A nearer-term source of potential political risk is a new trading scheme called ETS2. From 2027 onwards it will cover emissions from fuels used in building and transport. To begin with the price per tonne will be considerably lower than that in the present ETS—the plan is for the two to converge later on. Fear of the reactions this new system may provoke mean that ways of softening it are already being talked about: exceptions for some classes of emitter, or the issuance of additional emission permits if the market drives prices too high, are among the options.
Optimists about climate action see a tendency for hard-right antipathy to climate measures to weaken as parties get close to, or into, government. Giorgia Meloni, Italy’s right-wing prime minister, has been sceptical about some climate policies, but has not made them a central concern. Others think that centrists taking on some of the hard-right’s scepticism is a price worth paying if they take some of the hard right’s votes, too. Either way, though, the portents point to less appetite for spending on the climate or inconveniencing voters in its name.

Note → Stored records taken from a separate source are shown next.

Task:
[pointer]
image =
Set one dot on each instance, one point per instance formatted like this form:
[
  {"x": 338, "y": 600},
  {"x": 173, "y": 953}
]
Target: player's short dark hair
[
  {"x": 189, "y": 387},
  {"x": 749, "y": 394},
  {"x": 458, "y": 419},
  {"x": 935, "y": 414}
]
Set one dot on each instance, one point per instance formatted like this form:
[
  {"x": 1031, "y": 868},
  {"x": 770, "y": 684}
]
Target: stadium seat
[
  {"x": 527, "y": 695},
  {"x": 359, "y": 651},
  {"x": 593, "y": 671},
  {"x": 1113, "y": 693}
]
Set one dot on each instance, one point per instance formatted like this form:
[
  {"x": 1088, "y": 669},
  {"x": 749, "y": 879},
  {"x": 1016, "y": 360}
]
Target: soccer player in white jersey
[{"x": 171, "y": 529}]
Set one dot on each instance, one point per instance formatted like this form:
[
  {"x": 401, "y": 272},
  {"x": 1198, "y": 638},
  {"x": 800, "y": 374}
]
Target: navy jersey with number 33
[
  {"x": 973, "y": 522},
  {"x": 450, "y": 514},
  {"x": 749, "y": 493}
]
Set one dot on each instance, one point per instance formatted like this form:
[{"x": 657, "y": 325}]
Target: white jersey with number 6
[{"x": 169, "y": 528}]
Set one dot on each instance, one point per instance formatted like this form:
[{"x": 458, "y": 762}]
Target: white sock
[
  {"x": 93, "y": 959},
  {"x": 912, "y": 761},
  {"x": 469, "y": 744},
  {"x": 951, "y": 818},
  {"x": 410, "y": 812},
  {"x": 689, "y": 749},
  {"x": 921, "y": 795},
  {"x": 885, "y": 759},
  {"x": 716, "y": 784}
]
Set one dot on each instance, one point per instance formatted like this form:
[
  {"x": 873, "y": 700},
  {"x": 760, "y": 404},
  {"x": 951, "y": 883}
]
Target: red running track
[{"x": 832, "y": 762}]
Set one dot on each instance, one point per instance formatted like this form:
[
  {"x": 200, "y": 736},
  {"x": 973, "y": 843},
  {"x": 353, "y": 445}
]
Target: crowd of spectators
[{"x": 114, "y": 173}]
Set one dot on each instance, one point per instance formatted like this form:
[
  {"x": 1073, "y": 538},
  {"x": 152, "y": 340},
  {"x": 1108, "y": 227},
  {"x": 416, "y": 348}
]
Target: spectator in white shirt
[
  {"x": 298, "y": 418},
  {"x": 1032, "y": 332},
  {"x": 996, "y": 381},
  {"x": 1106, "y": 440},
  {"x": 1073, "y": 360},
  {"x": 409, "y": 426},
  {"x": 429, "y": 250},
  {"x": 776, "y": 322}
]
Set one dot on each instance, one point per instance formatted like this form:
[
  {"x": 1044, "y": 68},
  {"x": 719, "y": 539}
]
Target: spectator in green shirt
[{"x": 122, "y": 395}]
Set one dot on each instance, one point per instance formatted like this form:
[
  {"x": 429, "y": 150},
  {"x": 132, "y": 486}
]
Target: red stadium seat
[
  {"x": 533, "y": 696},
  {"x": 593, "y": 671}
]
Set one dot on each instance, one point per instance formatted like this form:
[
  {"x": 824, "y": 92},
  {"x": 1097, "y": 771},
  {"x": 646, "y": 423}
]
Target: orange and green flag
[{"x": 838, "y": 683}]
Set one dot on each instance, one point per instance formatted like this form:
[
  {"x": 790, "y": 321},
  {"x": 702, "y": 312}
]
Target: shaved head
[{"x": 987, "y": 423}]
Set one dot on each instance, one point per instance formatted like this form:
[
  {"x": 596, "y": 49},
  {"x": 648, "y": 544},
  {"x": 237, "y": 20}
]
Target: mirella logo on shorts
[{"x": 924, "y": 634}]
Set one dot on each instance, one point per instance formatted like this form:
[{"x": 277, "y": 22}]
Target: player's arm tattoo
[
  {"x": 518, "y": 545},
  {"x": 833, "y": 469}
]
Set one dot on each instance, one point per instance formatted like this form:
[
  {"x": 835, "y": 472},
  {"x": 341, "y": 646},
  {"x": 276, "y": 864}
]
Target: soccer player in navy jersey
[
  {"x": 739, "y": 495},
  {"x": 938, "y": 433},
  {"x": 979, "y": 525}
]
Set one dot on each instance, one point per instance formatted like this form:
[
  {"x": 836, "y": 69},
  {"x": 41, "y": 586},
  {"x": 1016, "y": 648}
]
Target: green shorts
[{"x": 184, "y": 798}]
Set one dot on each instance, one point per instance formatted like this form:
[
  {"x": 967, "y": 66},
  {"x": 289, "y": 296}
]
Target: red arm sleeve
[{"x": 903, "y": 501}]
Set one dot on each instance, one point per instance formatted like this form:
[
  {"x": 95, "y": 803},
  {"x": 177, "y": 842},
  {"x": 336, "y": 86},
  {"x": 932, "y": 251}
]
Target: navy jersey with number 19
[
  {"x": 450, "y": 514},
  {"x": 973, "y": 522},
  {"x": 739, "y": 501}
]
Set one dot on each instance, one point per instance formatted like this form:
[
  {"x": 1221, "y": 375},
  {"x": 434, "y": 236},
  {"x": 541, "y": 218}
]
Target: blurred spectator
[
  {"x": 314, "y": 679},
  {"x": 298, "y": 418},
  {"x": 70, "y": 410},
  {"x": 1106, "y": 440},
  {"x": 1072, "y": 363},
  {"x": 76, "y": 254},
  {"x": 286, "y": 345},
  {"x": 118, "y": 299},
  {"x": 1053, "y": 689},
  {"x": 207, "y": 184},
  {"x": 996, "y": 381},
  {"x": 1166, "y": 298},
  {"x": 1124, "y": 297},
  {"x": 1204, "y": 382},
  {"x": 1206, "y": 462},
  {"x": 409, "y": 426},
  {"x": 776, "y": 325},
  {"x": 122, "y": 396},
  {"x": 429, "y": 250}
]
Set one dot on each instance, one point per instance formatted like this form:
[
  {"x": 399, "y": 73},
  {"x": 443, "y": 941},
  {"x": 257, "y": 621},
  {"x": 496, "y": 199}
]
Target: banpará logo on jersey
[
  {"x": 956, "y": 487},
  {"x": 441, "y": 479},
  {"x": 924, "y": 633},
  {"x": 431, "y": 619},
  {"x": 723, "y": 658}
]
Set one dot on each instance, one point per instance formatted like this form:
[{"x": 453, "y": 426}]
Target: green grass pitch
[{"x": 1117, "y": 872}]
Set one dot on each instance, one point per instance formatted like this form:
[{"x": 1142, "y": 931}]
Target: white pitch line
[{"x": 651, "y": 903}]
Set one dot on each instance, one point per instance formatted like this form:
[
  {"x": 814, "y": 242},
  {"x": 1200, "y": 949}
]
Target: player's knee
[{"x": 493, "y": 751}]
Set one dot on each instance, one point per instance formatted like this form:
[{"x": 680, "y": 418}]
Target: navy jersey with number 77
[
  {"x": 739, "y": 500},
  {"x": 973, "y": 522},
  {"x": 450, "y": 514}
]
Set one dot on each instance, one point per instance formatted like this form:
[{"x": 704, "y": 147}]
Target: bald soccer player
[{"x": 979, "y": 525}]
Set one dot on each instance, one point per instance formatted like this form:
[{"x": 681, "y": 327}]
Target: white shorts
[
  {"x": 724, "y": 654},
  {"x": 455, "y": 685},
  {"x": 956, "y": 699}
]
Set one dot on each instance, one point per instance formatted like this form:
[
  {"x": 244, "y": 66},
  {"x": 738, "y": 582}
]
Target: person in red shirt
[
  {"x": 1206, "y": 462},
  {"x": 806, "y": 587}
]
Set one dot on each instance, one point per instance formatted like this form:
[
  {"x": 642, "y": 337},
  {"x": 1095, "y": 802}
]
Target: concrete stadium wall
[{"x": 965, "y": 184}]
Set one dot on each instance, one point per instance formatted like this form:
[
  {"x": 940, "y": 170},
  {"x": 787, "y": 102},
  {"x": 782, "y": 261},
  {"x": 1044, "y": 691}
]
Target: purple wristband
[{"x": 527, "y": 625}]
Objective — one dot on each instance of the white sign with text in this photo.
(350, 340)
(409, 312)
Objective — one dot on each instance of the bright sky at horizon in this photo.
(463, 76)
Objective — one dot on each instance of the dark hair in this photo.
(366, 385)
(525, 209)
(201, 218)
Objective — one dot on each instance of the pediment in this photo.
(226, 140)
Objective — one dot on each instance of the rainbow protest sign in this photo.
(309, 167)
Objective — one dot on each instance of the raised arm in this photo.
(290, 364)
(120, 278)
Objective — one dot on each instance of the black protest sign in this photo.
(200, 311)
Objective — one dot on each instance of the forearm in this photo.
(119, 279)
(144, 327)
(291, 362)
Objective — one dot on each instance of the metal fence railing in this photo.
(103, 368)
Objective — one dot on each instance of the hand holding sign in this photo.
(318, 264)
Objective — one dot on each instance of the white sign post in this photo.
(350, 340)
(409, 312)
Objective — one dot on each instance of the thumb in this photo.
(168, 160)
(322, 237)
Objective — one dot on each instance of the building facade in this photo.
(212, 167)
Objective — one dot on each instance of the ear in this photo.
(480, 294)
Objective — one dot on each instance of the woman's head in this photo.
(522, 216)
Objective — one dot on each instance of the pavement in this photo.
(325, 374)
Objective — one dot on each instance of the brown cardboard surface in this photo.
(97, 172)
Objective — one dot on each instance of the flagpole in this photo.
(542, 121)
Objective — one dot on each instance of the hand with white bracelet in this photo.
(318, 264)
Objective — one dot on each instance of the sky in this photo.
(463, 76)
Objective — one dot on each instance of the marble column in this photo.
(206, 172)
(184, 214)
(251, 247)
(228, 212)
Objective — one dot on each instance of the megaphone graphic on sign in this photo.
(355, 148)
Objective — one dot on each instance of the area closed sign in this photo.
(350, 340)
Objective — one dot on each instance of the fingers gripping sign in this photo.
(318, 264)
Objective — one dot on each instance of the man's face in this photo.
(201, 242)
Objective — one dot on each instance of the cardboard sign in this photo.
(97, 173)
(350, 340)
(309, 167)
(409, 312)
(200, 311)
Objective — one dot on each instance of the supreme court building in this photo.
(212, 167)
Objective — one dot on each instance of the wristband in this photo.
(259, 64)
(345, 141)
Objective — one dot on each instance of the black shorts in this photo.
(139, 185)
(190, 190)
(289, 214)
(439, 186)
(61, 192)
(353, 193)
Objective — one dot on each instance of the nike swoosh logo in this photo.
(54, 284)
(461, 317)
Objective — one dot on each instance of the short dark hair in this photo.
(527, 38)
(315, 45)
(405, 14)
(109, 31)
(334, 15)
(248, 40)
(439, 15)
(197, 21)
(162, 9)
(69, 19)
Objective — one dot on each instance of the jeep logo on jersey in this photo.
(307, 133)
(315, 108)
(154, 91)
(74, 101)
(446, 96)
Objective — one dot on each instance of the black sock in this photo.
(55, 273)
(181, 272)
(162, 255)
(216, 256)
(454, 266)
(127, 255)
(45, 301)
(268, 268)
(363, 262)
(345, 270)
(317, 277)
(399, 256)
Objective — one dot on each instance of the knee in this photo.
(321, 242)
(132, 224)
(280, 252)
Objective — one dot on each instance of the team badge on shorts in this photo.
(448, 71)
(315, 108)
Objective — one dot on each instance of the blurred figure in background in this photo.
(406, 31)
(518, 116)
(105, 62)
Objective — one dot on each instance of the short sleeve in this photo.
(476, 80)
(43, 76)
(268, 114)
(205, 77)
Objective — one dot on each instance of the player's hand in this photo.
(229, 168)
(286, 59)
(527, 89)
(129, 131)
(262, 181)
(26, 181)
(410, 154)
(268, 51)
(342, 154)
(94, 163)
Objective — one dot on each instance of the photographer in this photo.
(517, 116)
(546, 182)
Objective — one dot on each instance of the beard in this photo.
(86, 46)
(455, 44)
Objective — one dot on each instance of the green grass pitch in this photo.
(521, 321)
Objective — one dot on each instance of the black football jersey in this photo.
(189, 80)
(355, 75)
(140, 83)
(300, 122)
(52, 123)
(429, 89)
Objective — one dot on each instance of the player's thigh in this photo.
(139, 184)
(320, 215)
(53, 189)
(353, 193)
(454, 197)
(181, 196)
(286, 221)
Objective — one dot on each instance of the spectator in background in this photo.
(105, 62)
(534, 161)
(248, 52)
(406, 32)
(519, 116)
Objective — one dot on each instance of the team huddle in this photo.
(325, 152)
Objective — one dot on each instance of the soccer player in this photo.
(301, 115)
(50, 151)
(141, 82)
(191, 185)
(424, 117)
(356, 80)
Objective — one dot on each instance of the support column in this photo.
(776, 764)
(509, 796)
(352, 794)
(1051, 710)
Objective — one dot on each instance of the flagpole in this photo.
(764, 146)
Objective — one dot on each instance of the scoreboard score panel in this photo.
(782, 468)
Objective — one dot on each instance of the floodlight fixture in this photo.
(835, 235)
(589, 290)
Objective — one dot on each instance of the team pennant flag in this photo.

Reversing the trend will take both courage and care. Europe’s elites have sought to make action on climate change a part of what it is to be European. If they want that identity to take root, they urgently need to find ways to convince their fellow citizens that it is worth the candle. And they must rebuild support in a way that makes steady progress hard to reverse, even if that progress is not as fast as would be ideal.